If unemployment figures have shot up in various parts of the world since the economic crisis of 2008, statistics taken from a 2014 report on The State of the World Population demonstrate that it is the under 25’s who have been most affected by the situation.

The United Nations Organization warned late last year that 60 percent of young people all over the world were not engaged in either work or study; one the most alarming statistics regarding the labor market.According to the UN Population Fund report, there are 73.4 million young people unemployed worldwide, accounting for almost 40 percent of all those out of work at present.

The situation is even more alarming when the number of under-25’s in menial and low paid, insecure and casual jobs are taken into account.

The slight upturn in the global economy would seem to be insufficient to bring employment back to precrisis levels because in the 34 member countries of the Organization for Economic Cooperation and Development (OECD) alone, 16.3 million people have been out of work for more than 12 months, twice the figure of 2007.

Even the International Monetary Fund (IMF), whose recipes are often slammed as it imposes neo-liberal rescue plans that do away with worker’s rights, has acknowledged the existence of a crisis which has left 201 million workers of all ages unemployed.

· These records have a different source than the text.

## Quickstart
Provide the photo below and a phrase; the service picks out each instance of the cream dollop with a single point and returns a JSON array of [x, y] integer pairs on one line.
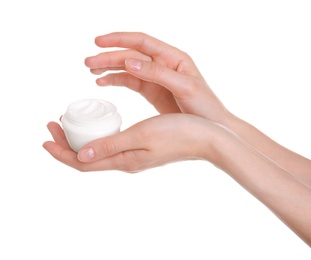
[[89, 119]]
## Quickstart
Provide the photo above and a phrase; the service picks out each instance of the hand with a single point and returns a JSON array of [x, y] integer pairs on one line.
[[164, 75], [150, 143]]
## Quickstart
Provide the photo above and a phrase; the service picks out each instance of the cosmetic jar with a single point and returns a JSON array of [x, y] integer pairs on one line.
[[89, 119]]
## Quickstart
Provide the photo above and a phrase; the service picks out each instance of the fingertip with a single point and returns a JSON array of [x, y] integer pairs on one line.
[[86, 154], [133, 64]]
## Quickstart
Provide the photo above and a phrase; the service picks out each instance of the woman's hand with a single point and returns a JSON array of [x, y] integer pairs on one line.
[[150, 143], [164, 75]]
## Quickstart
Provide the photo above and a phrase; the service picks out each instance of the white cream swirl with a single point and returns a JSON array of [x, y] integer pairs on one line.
[[89, 119], [90, 110]]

IMF director, Christine Lagarde, has said that if all the unemployed were to form a state, it would be the fifth largest on the planet.

Commenting on the issue of youth unemployment, the official said that in the face of this situation there was an ongoing risk of low growth andmin significant job creation rates.

She pointed out that in some regions, such as southern Europe and northern Africa, this had become a chronic social ailment.

Lagarde’s assertions have been confirmed in various European nations, including Spain and Greece, whose youth unemployment rates are 53.8 and 53.1 percent, respectively.

In the Eurozone, unemployment affects 23.2 percent of the younger generation, a figure far greater than that of the overall labor force which stands at 11.5 percent within the common currency area.

According to German Chancellor Angela Merkel, the region does not presently offer a future for its young , who are affected by unemployment rates of between 30 and 40 percent and hold out little hope of finding work.

There is little hope of improvement in the coming years as the International Labor Organization (ILO) recently forecast that by 2019 there will be 212 million unemployed globally, an increase of 11 million on today’s figures.

According to ILO´s World Social and Employment Outlook for 2015 report, launched last January, this situation will impact most on the young, and on young women, who remain affected by higher unemployment rates.

For Raymond Torres, chief of the ILO’s Research Department, the increasing rates for this age-group are common to all regions and this situation has come about despite improving educational levels all of which breeds social discontent.

Torres warned that levels of social conflict will increase as the rate of youth unemployment rises.